Topic 7 KNN Regression and the Bias-Variance Tradeoff

Learning Goals

Clearly describe / implement by hand the KNN algorithm for making a regression prediction
Explain how the number of neighbors relates to the bias-variance tradeoff
Explain the difference between parametric and nonparametric methods
Explain how the curse of dimensionality relates to the performance of KNN

Slides from today are available here.

KNN models in `tidymodels`

To build KNN models in tidymodels, first load the package and set the seed for the random number generator to ensure reproducible results:

library(dplyr)
library(readr)
library(broom)
library(ggplot2)
library(tidymodels) 
tidymodels_prefer() # Resolves conflicts, prefers tidymodel functions
set.seed(___) # Pick your favorite number to fill in the parentheses

Then adapt the following code:

# CV Folds
data_cv10 <- vfold_cv(___, v = 10)

# Model Specification
knn_spec <- 
  nearest_neighbor() %>% # new type of model!
  set_args(neighbors = tune()) %>% # tuning parameter is neighbor; tuning spec
  set_engine(engine = 'kknn') %>% # new engine
  set_mode('regression') 

# Recipe with standardization (!)
data_rec <- recipe( ___ ~ ___ , data = ___) %>%
    step_nzv(all_predictors()) %>% # removes variables with the same value
    step_novel(all_nominal_predictors()) %>% # important if you have rare categorical variables 
    step_normalize(all_numeric_predictors()) %>%  # important standardization step for KNN
    step_dummy(all_nominal_predictors())  # creates indicator variables for categorical variables (important for KNN!)
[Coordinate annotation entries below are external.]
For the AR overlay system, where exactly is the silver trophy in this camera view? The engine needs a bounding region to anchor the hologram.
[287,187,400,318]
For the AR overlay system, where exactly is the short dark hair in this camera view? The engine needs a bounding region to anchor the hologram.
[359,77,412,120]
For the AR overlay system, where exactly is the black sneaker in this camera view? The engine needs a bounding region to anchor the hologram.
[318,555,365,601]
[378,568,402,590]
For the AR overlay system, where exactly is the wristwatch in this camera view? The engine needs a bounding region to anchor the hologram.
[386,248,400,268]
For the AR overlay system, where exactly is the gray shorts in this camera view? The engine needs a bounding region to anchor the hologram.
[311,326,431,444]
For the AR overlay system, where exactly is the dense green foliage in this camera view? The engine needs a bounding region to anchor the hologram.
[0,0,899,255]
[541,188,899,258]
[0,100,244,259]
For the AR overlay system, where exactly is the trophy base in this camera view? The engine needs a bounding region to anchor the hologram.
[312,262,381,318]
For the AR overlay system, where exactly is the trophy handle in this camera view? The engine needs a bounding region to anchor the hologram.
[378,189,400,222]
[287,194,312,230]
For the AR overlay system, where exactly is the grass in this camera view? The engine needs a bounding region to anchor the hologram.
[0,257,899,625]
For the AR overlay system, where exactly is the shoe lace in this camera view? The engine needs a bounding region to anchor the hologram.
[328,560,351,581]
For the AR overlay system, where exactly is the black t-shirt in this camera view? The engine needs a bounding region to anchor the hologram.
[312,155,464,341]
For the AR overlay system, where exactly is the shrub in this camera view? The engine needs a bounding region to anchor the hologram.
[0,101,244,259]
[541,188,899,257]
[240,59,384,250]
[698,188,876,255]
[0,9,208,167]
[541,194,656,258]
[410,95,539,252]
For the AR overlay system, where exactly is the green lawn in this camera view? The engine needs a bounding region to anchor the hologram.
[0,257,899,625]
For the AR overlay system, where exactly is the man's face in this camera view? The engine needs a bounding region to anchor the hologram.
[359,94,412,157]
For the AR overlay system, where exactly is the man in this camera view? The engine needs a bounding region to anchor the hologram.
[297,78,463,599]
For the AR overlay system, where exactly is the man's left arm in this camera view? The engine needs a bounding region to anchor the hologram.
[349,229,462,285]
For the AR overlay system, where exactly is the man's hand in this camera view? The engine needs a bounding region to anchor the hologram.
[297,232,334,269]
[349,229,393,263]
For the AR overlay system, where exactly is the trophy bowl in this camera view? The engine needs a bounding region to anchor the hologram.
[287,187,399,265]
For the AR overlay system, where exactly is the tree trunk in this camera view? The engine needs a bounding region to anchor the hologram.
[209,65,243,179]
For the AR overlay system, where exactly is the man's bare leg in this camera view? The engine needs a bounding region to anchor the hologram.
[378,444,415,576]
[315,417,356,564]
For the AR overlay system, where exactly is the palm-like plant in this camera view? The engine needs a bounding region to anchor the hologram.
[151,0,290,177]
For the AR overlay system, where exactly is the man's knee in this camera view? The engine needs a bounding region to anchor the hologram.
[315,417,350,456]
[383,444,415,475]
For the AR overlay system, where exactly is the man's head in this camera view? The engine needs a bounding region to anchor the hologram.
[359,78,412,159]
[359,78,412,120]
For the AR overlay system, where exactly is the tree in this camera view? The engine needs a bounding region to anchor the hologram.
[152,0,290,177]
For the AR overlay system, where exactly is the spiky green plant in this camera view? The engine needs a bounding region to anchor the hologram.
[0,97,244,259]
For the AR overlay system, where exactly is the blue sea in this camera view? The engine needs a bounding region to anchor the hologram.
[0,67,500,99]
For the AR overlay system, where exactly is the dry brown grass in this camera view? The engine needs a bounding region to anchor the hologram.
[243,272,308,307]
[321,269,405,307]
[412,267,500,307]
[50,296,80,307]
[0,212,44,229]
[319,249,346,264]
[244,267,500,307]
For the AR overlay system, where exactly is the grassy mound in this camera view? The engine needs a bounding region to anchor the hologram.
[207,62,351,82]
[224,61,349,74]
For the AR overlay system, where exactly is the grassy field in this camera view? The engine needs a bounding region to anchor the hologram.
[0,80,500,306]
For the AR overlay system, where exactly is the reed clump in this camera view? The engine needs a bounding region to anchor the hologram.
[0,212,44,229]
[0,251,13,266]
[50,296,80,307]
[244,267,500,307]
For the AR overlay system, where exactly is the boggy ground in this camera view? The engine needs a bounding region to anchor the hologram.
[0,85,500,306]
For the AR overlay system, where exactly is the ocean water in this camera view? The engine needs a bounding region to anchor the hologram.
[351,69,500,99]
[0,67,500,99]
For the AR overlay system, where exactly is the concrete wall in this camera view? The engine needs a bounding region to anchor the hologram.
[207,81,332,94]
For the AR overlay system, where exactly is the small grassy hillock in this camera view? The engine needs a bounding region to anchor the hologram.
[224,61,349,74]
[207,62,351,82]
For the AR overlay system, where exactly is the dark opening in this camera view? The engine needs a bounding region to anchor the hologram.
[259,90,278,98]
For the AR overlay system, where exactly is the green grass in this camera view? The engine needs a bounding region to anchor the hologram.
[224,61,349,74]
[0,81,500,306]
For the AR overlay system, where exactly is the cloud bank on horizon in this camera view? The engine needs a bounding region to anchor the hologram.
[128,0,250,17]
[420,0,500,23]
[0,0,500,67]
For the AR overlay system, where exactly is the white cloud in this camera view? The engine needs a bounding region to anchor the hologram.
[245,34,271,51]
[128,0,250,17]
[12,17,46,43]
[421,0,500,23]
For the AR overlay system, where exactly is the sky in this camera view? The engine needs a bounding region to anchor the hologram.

# Workflow (Recipe + Model)
knn_wf <- workflow() %>%
  add_model(knn_spec) %>% 
  add_recipe(data_rec)

# Tune model trying a variety of values for neighbors (using 10-fold CV)
penalty_grid <- grid_regular(
  neighbors(range = c(1, 50)), #  min and max of values for neighbors
  levels = 50) # number of neighbors values

knn_fit_cv <- tune_grid(knn_wf, # workflow
              resamples = data_cv10, #CV folds
              grid = penalty_grid, # grid specified above
              metrics = metric_set(rmse, mae))

Note: tidymodels defines neighbors as the cases that are the closest in terms of the Euclidean distance of the predictor values.

\[ d(case_i,case_j) = \sqrt{(x_{i1} - x_{j1})^2 + \cdots +(x_{ip} - x_{jp})^2 } \]

Identifying the “best” KNN model

The “best” model in the sequence of models fit is defined relative to the chosen metric and the choice of select_best or select_by_one_std_err().

knn_fit_cv %>% autoplot() # Visualize Trained Model using CV

knn_fit_cv %>% show_best(metric = 'mae') # Show evaluation metrics for different values of neighbors, ordered

# Choose value of Tuning Parameter (neighbors)
tuned_knn_wf <- knn_fit_cv %>% 
  select_by_one_std_err(metric = 'mae',desc(neighbors)) %>%  # Choose neighbors value that leads to the highest neighbors within 1 se of the lowest CV MAE
  finalize_workflow(knn_wf, .)

# Fit final KNN model to data
knn_fit_final <- tuned_knn_wf %>%
  fit(data = __) 

# Use the best model to make predictions
# new_data should be a data.frame with required predictors
predict(knn_fit_final, new_data = ___)

Exercises

You can download a template RMarkdown file to start from here.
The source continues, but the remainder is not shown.